Hearings are scheduled in September to reduce the 27.5 mpg floor mandated by current law - a law that Secretary of Transportation Jim Burnley calls "a dinosaur that should be extinct." The proposal is applauded by the auto industry, which has fought against the standard ever since it was adopted in 1975 after the oil crisis.In fact, some of the industry giants have repeatedly petitioned for - and received - lower mileage standards. The only excuse is that manufacturers make bigger profits per car on bigger cars.

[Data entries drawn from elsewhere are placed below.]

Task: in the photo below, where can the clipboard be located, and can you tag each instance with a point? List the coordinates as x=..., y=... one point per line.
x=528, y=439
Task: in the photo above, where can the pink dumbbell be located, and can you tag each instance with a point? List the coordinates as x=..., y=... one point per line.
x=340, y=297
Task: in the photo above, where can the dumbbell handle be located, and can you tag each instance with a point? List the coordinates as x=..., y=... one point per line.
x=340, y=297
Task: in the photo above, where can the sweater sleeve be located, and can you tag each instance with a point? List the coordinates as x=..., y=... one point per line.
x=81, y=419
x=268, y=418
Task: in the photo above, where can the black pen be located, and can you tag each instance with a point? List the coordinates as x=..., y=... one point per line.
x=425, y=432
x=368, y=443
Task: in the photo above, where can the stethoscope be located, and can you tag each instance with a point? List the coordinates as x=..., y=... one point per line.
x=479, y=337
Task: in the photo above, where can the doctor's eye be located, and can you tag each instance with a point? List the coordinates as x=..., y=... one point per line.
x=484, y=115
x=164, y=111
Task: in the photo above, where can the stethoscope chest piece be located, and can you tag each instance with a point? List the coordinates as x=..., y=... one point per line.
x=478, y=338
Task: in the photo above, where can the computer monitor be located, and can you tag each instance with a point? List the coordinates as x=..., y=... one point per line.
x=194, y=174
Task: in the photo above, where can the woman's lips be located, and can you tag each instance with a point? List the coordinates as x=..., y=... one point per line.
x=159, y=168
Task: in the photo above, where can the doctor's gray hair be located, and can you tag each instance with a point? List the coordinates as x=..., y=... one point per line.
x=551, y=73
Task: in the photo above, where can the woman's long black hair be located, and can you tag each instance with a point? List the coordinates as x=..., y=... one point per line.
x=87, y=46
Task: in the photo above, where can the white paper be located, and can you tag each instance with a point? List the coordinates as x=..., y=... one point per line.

Yet this push for immediate profit at the expense of the future is a recipe for disaster in the long run. What is the matter with these people that they are unable to recognize some basic facts? For example:
- Larger cars and lower mileage means that the U.S. uses more oil, oil that must be imported, hurting the balance of trade and putting the country more at the mercy of foreign suppliers.
- American dependency on imported oil already is rising. Returning to production of gas guzzlers will speed up that process.
- Foreign production of fuel-efficient cars nearly caused the collapse of the domestic auto industry in the 1970s and early 1980s. The industry still hasn't recaptured the market it lost to others, principally Japan. Japanese cars easily meet the mileage standard.
- Oil is not an unlimited resource. The hard truth is that world oil supplies are running out and those in the U.S. may be among the first to be depleted. It only makes sense to conserve as much as possible, not splurge for some short-term profit.
The oil crisis of the 1970s has not been solved. It has only faded away temporarily. The present oil glut will not last. And when the crunch comes again, American motorists will be buying those efficient little foreign cars, while American auto makers will be closing plants, laying off people, and crying for help against the imports.
Then it won't be the mileage law that is an "extinct dinosaur," but the U.S. auto industry.